Design Corsair M55 Wireless
M55 Wireless to mysz o minimalistycznym wyglądzie, która na pierwszy rzut oka może nie robić dużego wrażenia. Jednak pod względem komponentów i ceny jest niezwykle wydajna. W porównaniu do innych modeli Corsair ten jest znacznie bardziej stonowany, co widać, chociażby po braku podświetlenia RGB. Mysz zasilana jest wymiennymi bateriami AA, podobnie jak niedawno recenzowana Logitech G309 LIGHTSPEED.
Na przedniej części myszy znajdują się dwa standardowe przyciski oraz klikalne kółko przewijania. Dodatkowy przycisk za kółkiem umożliwia szybkie dostosowanie czułości sensora – funkcja ta jest wprawdzie standardowa, ale bardzo przydatna. Po lewej stronie znajdziemy dwa konfigurowalne przyciski, którym można przypisać dowolne funkcje w oprogramowaniu Corsair iCue.
Sensor i funkcje
Na spodzie myszy znajduje się sensor o czułości 24 000 DPI, a także przycisk do włączania myszy oraz przełączania trybu łączności między pasmem 2,4 GHz a Bluetooth. Znajduje się tam również schowek na dongla SLIPSTREAM 2,4 GHz, który można łatwo schować, by nie zgubić go podczas transportu. Podstawa myszy została wyposażona w trzy ślizgacze z PTFE: z przodu, z tyłu oraz wokół sensora, co zapewnia płynność ruchów na różnych powierzchniach.
Ergonomia i komfort użytkowania
Jak już wielokrotnie wspominałem w moich recenzjach, preferuję większe myszy. M55 Wireless nie należy do tej kategorii i użytkownicy o większych dłoniach mogą mieć trudności z jej obsługą, w zależności od preferowanego chwytu: palm, fingertip czy claw grip.
Corsair M55 Wireless jest wyposażona w niezawodny sensor PAW 3311 o maksymalnej czułości 24 000 DPI. Częstotliwość odświeżania domyślnie wynosi 1000 Hz, ale jest w pełni konfigurowalna – dostępne są cztery poziomy: 125 Hz, 250 Hz, 500 Hz i 1000 Hz. Te ustawienia są wystarczające dla produktu w tej kategorii cenowej.
Długa żywotność baterii
Producent obiecuje do 185 godzin pracy na jednej baterii AA przy korzystaniu z połączenia 2,4 GHz, co jest w pełni satysfakcjonujące. Czas pracy może się wydłużyć, jeśli zdecydujemy się na bardziej energooszczędne połączenie Bluetooth.

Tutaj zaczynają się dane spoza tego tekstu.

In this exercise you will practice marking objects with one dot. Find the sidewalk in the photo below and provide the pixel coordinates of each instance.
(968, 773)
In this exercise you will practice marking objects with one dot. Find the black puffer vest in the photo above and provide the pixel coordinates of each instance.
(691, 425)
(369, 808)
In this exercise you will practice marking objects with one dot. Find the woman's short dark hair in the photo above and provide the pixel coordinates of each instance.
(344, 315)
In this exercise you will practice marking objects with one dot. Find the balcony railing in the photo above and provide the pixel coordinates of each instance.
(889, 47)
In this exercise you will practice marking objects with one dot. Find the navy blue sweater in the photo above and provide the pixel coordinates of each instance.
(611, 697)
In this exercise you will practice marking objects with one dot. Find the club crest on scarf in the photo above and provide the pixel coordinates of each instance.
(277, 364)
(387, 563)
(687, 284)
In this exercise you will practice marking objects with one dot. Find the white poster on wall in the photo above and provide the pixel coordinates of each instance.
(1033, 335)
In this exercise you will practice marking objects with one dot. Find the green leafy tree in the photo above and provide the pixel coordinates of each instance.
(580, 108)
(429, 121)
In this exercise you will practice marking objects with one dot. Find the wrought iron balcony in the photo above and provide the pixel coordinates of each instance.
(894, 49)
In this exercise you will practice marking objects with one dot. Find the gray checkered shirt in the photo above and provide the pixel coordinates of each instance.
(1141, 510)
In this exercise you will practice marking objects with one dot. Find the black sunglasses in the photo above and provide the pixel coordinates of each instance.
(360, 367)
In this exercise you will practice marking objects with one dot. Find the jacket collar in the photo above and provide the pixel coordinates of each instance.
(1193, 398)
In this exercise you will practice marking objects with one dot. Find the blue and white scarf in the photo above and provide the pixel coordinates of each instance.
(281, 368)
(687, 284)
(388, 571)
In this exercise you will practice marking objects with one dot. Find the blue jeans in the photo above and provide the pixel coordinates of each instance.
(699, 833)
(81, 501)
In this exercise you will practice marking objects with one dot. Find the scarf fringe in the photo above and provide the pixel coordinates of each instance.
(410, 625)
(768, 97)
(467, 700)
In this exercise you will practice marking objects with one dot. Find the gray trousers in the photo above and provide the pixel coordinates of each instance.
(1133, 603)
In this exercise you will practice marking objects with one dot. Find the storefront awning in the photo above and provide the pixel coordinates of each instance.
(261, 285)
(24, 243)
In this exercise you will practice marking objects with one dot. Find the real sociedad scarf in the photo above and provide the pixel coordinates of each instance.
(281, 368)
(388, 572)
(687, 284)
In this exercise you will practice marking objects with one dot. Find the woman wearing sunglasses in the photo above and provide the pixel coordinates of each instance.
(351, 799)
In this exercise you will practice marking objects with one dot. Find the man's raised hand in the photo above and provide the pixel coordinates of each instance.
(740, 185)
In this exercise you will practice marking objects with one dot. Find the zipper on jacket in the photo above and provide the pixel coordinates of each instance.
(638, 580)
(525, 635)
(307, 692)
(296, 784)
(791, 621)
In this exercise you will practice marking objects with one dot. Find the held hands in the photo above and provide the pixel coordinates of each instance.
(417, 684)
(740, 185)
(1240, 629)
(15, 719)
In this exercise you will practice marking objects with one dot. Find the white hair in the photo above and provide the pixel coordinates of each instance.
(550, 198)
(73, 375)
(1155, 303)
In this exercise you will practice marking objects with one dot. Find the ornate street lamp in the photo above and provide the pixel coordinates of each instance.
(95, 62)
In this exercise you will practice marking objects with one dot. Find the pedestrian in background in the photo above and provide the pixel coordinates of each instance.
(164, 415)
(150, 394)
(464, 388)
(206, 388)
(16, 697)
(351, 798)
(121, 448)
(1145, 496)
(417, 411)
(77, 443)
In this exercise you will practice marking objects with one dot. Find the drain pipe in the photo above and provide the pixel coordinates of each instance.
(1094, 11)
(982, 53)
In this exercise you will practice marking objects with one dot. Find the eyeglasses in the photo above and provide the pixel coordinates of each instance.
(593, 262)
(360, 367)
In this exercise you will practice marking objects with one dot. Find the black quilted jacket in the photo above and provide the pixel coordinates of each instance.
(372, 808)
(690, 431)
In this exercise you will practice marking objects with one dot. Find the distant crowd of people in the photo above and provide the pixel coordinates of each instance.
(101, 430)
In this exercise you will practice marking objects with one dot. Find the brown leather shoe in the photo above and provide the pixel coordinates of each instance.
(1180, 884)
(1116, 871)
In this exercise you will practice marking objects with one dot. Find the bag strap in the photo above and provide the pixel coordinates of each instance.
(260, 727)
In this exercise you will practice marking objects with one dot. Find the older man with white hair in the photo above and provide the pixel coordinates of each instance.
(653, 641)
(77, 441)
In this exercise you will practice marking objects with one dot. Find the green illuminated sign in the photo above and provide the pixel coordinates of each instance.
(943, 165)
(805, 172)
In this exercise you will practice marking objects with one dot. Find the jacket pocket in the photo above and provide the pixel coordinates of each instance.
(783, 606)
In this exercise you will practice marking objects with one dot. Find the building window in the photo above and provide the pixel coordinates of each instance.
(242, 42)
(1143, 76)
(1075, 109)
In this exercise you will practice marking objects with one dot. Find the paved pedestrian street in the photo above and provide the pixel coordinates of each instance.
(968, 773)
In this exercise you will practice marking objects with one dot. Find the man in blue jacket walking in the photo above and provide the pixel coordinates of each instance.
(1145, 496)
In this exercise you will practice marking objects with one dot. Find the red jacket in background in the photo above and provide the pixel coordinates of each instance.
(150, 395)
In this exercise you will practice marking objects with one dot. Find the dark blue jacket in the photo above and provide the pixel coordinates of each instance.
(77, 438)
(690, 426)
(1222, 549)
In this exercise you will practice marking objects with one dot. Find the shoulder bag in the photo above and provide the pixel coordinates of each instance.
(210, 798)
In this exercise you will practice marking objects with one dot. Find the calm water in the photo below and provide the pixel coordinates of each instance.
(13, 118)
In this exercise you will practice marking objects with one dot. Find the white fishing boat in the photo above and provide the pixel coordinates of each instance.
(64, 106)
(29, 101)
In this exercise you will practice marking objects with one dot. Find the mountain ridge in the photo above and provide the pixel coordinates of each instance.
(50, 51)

Bateria jest łatwa do wymiany — wystarczy zdjąć górną pokrywę myszy, co pozwala na natychmiastowe "naładowanie" urządzenia poprzez włożenie nowej baterii AA.

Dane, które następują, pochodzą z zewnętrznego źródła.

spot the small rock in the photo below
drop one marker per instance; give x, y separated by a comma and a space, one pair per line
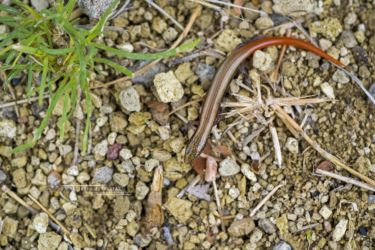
113, 151
8, 129
129, 99
245, 170
292, 145
170, 34
293, 7
101, 149
267, 226
168, 87
19, 178
40, 223
328, 90
141, 190
3, 176
121, 179
39, 5
262, 61
49, 241
264, 22
329, 27
348, 39
340, 77
228, 167
142, 240
150, 164
325, 212
241, 227
103, 175
339, 230
9, 227
54, 180
227, 41
282, 245
362, 230
180, 209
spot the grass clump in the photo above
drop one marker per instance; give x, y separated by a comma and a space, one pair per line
31, 47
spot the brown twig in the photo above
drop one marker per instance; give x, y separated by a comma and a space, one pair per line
296, 128
345, 179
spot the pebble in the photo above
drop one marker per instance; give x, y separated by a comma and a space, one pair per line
150, 164
49, 241
19, 178
339, 230
340, 77
348, 39
180, 209
250, 15
103, 174
129, 99
262, 61
267, 226
9, 227
293, 7
126, 154
100, 149
40, 223
141, 190
228, 167
121, 179
227, 41
241, 227
264, 22
282, 245
329, 27
325, 212
292, 145
113, 151
168, 87
245, 170
94, 8
328, 90
39, 5
8, 129
3, 176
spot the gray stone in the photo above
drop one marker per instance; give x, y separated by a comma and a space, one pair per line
39, 5
8, 129
168, 87
241, 227
103, 174
228, 167
49, 241
129, 99
282, 245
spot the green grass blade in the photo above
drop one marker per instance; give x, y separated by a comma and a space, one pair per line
43, 81
146, 56
98, 28
116, 66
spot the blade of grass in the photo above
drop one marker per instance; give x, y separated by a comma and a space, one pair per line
116, 66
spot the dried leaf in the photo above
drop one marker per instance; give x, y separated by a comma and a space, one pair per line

Oprogramowanie Corsair iCue
Oprogramowanie Corsair iCue, podobnie jak Logitech G HUB, pozwala na zarządzanie wszystkimi akcesoriami i peryferiami producenta. Konfiguracja M55 Wireless składa się z dwóch zakładek: w pierwszej możemy zmienić przypisanie przycisków, a w drugiej dostosować poziomy DPI. Domyślnie ustawiona jest czułość 1200 DPI, co jest sygnalizowane kolorowym podświetleniem przycisku zmiany DPI za kółkiem przewijania.
Podsumowanie
Startowa cena Corsair M55 Wireless wynosi 250 zł i uważam, że jest to cena adekwatna do jej możliwości. W porównaniu do wspomnianej wcześniej myszy Logitech G309 LIGHTSPEED, która oferuje zbliżone parametry techniczne, ale jest niemal dwa razy droższa, M55 wypada bardzo korzystnie. Wyposażona w wydajny sensor o czułości 24 000 DPI (12 000 natywnie) oraz stabilne bezprzewodowe połączenie 2,4 GHz, w połączeniu z dopracowanym oprogramowaniem iCue, stanowi produkt wart swojej ceny.